Hasil penelitian menunjukkan nilai total obat curian jauh melebihi angka 2,5 juta dolar. Di Tanzania saja, dana dari para tersangka senilai 200 juta dolar untuk pil malaria yang dicuri.
Inspektur Jenderal Global Fund mulai menyelidiki dugaan pencurian obat anti-malaria terorganisir di negara-negara Afrika, setelah menemukan bahwa obat-obat tersebut berakhir di rak toko obat di negara-negara Afrika, bukannya diberikan kepada pasien secara gratis.
Dokumen yang merupakan hasil investigasi menunjukkan bahwa pada sekitar 70 persen kasus, obat-obatan yang dicuri di gudang pemerintah dioperasikan oleh personel keamanan, manajer gudang dan dokter.

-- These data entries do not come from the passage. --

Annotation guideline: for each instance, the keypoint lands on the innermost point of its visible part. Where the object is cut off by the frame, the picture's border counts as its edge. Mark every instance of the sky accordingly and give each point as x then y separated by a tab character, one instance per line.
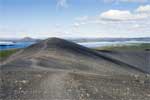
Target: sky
74	18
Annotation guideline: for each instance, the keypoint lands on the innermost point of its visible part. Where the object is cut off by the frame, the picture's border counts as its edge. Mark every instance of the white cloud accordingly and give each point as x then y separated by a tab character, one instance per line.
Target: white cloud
126	1
115	23
145	8
122	15
62	3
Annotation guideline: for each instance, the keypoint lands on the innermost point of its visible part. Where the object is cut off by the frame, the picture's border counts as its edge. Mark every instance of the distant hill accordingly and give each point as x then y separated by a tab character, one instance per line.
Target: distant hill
57	69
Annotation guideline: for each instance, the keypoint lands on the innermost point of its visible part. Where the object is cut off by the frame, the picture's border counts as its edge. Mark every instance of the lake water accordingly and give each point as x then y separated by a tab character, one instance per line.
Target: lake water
10	45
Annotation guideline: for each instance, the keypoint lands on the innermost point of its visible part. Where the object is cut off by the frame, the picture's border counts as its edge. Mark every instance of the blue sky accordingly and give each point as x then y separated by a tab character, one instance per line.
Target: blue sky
74	18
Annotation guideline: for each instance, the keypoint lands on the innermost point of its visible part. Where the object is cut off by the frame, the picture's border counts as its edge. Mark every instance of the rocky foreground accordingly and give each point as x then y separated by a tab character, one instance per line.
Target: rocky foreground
56	69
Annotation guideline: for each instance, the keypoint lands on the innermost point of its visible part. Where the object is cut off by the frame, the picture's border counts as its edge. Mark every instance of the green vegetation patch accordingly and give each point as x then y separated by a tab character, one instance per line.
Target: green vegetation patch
144	46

"Kasus-kasus menunjukkan bahwa penyalahgunaan obat terutama terorganisasi dengan baik dan direncanakan oleh orang dalam dengan memalsukan dokumen. Dokumen juga menunjukkan bahwa obat curian dikapalkan ke negara lain untuk dijual kembali, 1 jam setelah kedatangan," kata satu laporan.
Beberapa ahli mengatakan sistem distribusi obat Global Fund perlu dirombak.
"Jika obat yang ditempatkan di sebuah gudang hanya menunggu untuk dicuri, kita perlu mencari cara yang berbeda untuk memastikan orang-orang yang membutuhkan (obat malaria) benar-benar mendapatkannya," kata David Sullivan, pakar malaria di Johns Hopkins Bloomberg School of Public Health di Baltimore.